Subsepsieallergique à Isslerafranconi

Subsepsisallergic B Isslerafranconi: étiologie, pathogenèse et traitement

La subsepsisallergichesky V Isslerafrankoni est une maladie rare considérée comme une forme particulière de polyarthrite rhumatoïde. Son étiologie et sa pathogenèse ne sont pas entièrement élucidées, mais l'infection, souvent focale et indolente, est un facteur provoquant.

L'apparition aiguë de la maladie se caractérise par une température élevée (38,5-39 °C), qui dure plusieurs semaines et plusieurs mois, avec parfois un maximum matinal et de grandes fluctuations au cours de la journée. Les éruptions cutanées polymorphes (urticariennes, maculopapuleuses, annulaires exsudatives-hémorragiques, etc.), localisées sur les extrémités, moins souvent sur le visage, la poitrine et l'abdomen, sont typiques. Des arthralgies ou autres lésions articulaires, des douleurs abdominales paroxystiques, une hypertrophie des ganglions lymphatiques, de la rate, du foie et des troubles neurovégétatifs peuvent également être observés.

Dans la période initiale de la maladie, des modifications hématologiques peuvent être observées : leucocytose avec neutrophilie, avec déplacement de la formule vers la gauche, augmentation persistante de la VS pendant 3 à 6 mois. À l'avenir, il y a une tendance à la leucopénie, l'ESR diminue. Caractérisé par une hyperprotéinémie, une hypoalbuminémie, une augmentation des gammaglobulines, une augmentation des taux d'immunoglobulines M et G et une diminution du complément sérique.

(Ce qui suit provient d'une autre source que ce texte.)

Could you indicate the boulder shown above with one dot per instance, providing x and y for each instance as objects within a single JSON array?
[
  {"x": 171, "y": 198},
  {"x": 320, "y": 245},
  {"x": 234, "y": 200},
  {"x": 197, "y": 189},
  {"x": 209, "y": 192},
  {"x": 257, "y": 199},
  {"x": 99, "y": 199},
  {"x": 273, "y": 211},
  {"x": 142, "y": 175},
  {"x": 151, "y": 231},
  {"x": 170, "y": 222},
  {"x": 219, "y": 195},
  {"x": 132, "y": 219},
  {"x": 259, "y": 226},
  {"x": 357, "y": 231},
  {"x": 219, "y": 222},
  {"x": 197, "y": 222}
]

Le diagnostic repose sur l'histoire et l'évolution clinique. Le diagnostic différentiel est réalisé avec les rhumatismes, le lupus érythémateux systémique, la sclérodermie systémique, l'ostéomyélite, le sepsis et la fièvre typhoïde.

En plus des mesures générales (hospitalisation, alitement), des antibiotiques selon les indications, l'acide acétylsalicylique est inclus dans le complexe thérapeutique, souvent en association avec du brufen ou du voltaren. Dans les cas graves, les glucocorticoïdes sont prescrits en association avec l'indométacine ou la butadione. Les médicaments de base pour le traitement comprennent les médicaments de la série des 4-aminoquinoléines (delagil, plaquenil).

Le pronostic est sérieux ; Souvent, la maladie se transforme en polyarthrite rhumatoïde juvénile. La prévention comprend le traitement des foyers d'infection chronique et un traitement hyposensibilisant.

Bien que la subsepticémie allergique B Isslerafranconi soit une maladie rare, son diagnostic et son traitement sont d'une grande importance. Malgré l'étiologie et la pathogenèse peu claires, il est important de prendre en compte le facteur infectieux et de poser un diagnostic différentiel avec d'autres maladies. Les principales méthodes de traitement sont les mesures générales, les antibiotiques selon les indications, l'acide acétylsalicylique, les glucocorticoïdes et les médicaments de base.

Malgré le pronostic grave et la possibilité de transformation de la maladie en polyarthrite rhumatoïde juvénile, un traitement précoce et adéquat peut améliorer le pronostic et la qualité de vie du patient. La prévention comprend le traitement des foyers d'infection chronique et un traitement hyposensibilisant. Des recherches supplémentaires sont nécessaires pour mieux comprendre cette maladie rare et développer des traitements efficaces.